Nur Regeln, keine Verbote: Gentech-Industrie hat erfolgreich lobbyiert
Die Schweiz will gentechnisch veränderte Lebensmittel nicht verbieten. Sie schreibt bloss eine Bewilligungspflicht vor.
Noch gilt die Schweiz als «gentechfrei». Lebensmittel müssen erst dann als Gen-Food deklariert werden, wenn sie mehr als 1 Prozent gentechnisch veränderte Organismen (GVO) enthalten oder Zutaten aufweisen, die diesen Wert überschreiten. Solche Lebensmittel gibt es derzeit offiziell nirgends zu kaufen - auch wenn «vereinzelte Ausnahmen nicht völlig auszuschliessen» sind, wie das Bundesamt für Gesundheit (BAG) einschränkt.
Obs dabei bleibt, ist aber offen; gentechnisch veränderte Nahrungsmittel sind nämlich nicht verboten. Zurzeit dürfen eine Soja- und drei Maissorten sowie zwei Vitamine und zwei Lab-Enzyme als GVO-Erzeugnisse importiert und verkauft werden. Fünf weitere Maissorten, vier Enzyme und eine Rapspflanze sind zur Zulassung angemeldet.
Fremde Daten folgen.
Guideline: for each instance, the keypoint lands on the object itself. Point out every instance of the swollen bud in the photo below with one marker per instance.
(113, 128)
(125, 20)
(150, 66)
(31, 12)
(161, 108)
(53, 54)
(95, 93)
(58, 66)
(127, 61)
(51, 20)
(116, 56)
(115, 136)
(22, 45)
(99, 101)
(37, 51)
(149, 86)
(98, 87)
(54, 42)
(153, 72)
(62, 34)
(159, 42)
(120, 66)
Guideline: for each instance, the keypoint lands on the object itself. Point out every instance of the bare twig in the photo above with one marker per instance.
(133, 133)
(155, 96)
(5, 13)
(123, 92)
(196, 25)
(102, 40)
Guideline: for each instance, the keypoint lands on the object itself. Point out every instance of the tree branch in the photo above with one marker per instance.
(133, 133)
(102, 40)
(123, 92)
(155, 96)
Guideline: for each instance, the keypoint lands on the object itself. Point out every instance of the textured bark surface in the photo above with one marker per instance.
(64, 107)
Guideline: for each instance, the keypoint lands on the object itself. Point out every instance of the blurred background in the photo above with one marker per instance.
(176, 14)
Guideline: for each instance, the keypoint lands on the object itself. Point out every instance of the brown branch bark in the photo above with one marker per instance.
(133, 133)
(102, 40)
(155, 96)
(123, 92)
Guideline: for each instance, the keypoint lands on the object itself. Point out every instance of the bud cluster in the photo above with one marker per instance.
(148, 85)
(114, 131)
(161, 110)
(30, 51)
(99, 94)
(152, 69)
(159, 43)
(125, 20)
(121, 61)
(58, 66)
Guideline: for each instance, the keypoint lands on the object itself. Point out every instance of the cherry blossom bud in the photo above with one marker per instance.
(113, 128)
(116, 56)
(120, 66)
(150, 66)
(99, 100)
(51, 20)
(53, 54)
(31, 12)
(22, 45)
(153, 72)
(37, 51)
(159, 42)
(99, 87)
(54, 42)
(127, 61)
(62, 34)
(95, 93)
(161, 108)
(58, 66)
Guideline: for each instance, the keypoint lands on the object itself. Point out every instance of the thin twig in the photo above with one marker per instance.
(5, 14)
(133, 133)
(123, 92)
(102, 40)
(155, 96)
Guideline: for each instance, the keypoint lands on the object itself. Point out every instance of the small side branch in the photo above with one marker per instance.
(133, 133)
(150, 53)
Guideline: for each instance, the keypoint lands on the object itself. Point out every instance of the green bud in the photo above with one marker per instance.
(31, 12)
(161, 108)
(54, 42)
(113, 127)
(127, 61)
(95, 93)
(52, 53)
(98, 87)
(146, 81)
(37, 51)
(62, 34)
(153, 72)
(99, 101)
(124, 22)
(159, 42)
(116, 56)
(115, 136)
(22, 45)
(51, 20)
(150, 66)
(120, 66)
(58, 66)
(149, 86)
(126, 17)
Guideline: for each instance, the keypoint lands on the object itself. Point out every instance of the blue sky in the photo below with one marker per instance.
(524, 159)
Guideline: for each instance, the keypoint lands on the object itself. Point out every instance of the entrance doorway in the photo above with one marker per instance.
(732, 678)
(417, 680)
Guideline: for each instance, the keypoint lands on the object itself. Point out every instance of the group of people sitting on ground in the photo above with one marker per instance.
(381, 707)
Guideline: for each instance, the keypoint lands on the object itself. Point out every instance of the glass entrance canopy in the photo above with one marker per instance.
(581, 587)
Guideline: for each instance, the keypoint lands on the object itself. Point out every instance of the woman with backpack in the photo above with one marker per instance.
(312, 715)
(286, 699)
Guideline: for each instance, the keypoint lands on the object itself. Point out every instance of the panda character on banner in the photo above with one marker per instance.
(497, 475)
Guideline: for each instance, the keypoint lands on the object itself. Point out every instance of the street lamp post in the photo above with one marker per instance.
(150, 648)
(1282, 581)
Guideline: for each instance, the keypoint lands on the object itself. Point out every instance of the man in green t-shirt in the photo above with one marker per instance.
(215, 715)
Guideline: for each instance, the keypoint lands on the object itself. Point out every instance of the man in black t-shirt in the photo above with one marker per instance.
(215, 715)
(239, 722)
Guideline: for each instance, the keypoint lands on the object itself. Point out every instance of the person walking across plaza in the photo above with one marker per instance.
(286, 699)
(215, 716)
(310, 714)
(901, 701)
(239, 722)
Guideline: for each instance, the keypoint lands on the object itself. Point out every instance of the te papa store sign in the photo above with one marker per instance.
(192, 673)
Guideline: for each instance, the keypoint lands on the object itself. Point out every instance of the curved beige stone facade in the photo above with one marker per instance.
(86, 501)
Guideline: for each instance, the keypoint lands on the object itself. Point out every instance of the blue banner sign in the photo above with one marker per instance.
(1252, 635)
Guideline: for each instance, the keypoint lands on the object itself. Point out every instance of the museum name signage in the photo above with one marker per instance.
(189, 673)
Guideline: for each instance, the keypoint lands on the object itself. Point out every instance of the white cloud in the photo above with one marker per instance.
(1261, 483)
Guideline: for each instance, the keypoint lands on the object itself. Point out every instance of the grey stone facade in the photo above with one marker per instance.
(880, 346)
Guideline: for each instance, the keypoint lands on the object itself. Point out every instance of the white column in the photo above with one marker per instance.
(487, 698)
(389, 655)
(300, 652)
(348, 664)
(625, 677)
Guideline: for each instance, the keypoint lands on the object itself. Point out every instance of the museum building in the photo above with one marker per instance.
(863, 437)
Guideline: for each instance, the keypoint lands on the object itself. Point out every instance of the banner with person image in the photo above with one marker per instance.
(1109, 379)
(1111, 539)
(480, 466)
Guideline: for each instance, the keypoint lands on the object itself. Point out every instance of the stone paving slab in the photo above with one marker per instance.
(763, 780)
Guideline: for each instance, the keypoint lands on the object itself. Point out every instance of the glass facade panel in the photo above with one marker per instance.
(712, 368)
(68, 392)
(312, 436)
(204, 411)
Möglich ist ferner, dass ab März nächsten Jahres in der Schweiz erstmals gentechnisch veränderter Weizen wächst. Über das entsprechende Gesuch der ETH Zürich für ein Freisetzungsexperiment in Lindau ZH entscheiden die Bundesbehörden voraussichtlich im Oktober.
Ebenfalls nicht grundsätzlich verboten sind in der Schweiz der kommerzielle Anbau gentechnisch veränderter Pflanzen und die Anwendung der Gentechnik bei landwirtschaftlichen Nutztieren. Beides müsste allerdings bewilligt werden. Doch laut BAG sind bislang noch nie entsprechende Gesuche eingegangen.
Was Nutztiere in der Landwirtschaft betrifft, dürften solche Gesuche auch kaum mehr eintreffen. Denn das neue Gentechnikgesetz lässt gentechnisch veränderte Wirbeltiere nur noch für Forschung, Therapie und Diagnostik zu. National- und Ständerat haben dem Gesetz im März ihren Segen erteilt; es tritt frühestens Anfang 2004 in Kraft.
Der kommerzielle Anbau genmanipulierter Pflanzen hingegen bleibt - unter Auflagen - auch danach erlaubt. Das Bundesparlament wollte weder ein absolutes noch ein befristetes Verbot gesetzlich verankern. «Industrie und Forschung haben mit allen Kräften für eine schwache Gesetzgebung lobbyiert», bringt es die grüne Nationalrätin Maya Graf, Präsidentin der kritischen Schweizerischen Arbeitsgruppe Gentechnologie, auf den Punkt.